Tedavide ise farklılaşan, yenilenen damar genişletici, pıhtı önleyici, pıhtı çözücü ilaçlarla birlikte cerrahi ve girişimsel yöntemlerde minimal invaziv, perkütan ve robotik cerrahiye dönüşmektedir.
“Perkütan girişim” olarak adlandırdığımız kateter ile yapılan girişimsel yöntemlerde ilaçlı balon ve stentle darlıklar açılmakta, aterektomi ile darlık oluşturan plaklar tıraşlanarak vücut dışına alınabilmekte, anevrizmalara (balonlaşmış geniş damarlar) veya rüptüre olmuş (yırtılmış) damarlara stentli suni damarlar konulabilmektedir (EVAR-TEVAR).
Minimal invaziv yöntemlerde ise geçmişe kıyasla çok daha küçük kesilerle kalp ve damar operasyonları yapılabilmekte, böylece hastalar daha düşük komplikasyon riski ile daha hızlı iyileşebilmektedirler.
Ancak cerrahide gelinen en uç nokta, robotik kalp-damar ameliyatları olarak belirtilebilir.

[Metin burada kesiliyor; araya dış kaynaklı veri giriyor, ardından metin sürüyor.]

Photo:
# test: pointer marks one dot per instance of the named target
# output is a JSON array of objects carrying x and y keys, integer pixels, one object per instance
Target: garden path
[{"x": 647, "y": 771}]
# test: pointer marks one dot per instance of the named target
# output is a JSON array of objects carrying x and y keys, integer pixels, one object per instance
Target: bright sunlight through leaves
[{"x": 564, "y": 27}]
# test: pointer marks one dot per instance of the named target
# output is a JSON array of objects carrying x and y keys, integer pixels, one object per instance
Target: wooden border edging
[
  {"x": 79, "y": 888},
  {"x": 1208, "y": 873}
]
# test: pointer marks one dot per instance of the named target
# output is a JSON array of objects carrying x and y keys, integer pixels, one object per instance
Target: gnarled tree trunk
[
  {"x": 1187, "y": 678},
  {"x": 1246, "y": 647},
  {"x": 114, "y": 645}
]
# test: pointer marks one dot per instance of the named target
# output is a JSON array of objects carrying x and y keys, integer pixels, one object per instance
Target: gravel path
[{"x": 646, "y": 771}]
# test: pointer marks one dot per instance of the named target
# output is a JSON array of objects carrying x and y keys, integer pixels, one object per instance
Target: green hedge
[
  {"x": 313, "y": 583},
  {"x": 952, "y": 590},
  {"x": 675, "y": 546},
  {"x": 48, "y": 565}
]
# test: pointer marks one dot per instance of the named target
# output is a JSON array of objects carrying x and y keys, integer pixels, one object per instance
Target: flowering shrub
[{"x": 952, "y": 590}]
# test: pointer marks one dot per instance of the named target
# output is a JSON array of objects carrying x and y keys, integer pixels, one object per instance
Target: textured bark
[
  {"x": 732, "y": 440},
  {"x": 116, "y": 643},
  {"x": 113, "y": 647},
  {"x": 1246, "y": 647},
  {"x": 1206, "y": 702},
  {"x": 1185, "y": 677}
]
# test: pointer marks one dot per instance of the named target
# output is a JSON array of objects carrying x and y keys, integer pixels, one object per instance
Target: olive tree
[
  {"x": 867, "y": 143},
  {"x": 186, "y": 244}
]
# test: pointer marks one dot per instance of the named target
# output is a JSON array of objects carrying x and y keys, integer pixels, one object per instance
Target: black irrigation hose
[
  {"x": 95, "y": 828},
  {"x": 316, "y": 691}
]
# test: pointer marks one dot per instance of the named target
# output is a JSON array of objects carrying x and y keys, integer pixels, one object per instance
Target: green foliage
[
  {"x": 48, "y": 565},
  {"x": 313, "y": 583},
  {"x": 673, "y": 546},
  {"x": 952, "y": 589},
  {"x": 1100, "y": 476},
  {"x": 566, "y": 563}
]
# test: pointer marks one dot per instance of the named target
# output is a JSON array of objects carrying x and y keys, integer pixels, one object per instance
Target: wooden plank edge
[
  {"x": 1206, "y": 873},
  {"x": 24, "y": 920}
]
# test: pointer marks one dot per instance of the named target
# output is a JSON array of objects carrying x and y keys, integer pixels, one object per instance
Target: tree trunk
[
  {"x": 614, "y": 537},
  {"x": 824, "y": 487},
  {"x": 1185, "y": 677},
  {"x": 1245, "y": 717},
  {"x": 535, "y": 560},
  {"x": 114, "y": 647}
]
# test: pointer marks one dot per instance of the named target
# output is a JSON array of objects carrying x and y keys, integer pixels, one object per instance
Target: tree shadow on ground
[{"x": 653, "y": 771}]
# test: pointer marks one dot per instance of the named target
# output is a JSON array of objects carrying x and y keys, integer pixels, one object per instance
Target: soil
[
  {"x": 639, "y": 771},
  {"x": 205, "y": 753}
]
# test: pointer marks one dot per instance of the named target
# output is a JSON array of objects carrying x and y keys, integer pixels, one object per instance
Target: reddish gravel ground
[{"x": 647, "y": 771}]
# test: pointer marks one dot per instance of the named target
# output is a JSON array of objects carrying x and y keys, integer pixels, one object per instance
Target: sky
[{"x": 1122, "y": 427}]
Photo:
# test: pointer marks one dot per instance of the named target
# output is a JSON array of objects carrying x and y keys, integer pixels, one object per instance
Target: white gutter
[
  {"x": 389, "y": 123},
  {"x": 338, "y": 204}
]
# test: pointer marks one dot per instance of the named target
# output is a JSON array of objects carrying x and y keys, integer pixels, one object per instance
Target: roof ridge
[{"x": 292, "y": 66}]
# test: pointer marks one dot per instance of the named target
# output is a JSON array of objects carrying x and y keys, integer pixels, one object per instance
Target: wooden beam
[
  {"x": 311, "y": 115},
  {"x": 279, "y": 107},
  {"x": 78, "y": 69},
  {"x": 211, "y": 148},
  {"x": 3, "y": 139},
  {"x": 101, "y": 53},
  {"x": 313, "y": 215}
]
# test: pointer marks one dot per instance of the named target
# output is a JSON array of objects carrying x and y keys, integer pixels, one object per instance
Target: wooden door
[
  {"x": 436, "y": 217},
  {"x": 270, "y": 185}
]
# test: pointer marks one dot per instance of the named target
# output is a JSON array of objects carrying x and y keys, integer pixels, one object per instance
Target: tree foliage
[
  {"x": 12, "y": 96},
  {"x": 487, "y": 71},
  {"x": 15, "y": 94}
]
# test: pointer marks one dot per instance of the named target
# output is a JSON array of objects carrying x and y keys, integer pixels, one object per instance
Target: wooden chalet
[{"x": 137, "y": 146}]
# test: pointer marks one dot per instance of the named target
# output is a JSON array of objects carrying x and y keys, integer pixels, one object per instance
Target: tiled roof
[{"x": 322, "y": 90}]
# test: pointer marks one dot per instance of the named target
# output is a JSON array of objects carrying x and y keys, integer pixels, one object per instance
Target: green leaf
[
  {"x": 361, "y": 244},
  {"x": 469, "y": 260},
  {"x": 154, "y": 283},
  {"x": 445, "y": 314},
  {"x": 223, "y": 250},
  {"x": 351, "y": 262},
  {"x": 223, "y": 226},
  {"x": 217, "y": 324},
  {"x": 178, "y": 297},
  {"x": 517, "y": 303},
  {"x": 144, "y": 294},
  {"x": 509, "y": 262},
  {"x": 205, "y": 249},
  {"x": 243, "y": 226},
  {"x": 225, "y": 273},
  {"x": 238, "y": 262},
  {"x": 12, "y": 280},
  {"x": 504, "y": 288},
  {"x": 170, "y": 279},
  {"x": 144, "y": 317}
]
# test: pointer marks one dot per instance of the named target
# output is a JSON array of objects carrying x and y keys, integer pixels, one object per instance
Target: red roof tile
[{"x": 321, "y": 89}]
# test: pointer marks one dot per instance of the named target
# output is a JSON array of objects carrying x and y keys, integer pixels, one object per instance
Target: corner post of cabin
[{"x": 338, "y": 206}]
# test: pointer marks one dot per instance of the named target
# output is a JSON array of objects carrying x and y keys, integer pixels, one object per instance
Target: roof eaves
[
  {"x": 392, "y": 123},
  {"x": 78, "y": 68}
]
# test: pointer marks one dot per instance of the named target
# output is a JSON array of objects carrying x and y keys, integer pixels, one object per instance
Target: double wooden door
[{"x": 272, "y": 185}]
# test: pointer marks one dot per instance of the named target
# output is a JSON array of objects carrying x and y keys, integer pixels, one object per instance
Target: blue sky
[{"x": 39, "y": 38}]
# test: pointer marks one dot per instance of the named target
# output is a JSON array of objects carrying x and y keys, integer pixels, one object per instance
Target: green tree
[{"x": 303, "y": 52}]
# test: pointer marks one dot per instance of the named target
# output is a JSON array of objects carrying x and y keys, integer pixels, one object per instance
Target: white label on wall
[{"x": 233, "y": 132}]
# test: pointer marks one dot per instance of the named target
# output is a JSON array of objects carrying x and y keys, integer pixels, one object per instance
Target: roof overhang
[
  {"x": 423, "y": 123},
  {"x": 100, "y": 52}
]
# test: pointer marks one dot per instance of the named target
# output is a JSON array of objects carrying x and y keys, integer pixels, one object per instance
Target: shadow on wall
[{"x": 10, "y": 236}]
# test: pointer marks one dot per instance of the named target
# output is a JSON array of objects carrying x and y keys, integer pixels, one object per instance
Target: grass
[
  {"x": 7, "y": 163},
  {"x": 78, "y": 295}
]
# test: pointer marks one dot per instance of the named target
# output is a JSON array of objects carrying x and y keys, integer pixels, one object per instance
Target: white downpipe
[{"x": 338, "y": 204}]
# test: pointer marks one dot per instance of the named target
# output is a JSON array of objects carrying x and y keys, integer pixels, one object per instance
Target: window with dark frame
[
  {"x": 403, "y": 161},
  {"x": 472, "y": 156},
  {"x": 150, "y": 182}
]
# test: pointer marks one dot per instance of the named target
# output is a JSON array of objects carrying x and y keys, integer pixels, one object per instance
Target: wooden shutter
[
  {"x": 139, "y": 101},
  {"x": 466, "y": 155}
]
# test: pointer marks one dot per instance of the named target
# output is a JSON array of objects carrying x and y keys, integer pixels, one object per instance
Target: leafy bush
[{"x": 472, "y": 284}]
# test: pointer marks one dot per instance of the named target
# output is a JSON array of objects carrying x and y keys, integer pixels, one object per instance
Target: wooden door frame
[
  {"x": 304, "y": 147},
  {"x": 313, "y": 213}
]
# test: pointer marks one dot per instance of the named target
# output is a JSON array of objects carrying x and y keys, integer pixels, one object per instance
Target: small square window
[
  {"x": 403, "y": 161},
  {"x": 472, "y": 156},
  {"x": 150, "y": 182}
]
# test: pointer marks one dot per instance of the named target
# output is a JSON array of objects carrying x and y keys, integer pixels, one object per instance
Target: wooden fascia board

Robotik cerrahi tecrübesi her geçen gün artan kalp damar cerrahları, robotla kalp kapak ve damarlarını değiştirebilmekte, bazı kalp tümörlerini çıkarmakta ve yine bazı kalp deliklerini kapatabilmektedir. Standart açık kalp cerrahisine kıyasla komplikasyon riskleri daha az olan, yara iyileşmesi hızlı ve daha estetik bir görüntüye sahip olan hastalar yüzde 60-70 oranlarında kısalan bir sürede yaşamlarına dönmektedirler.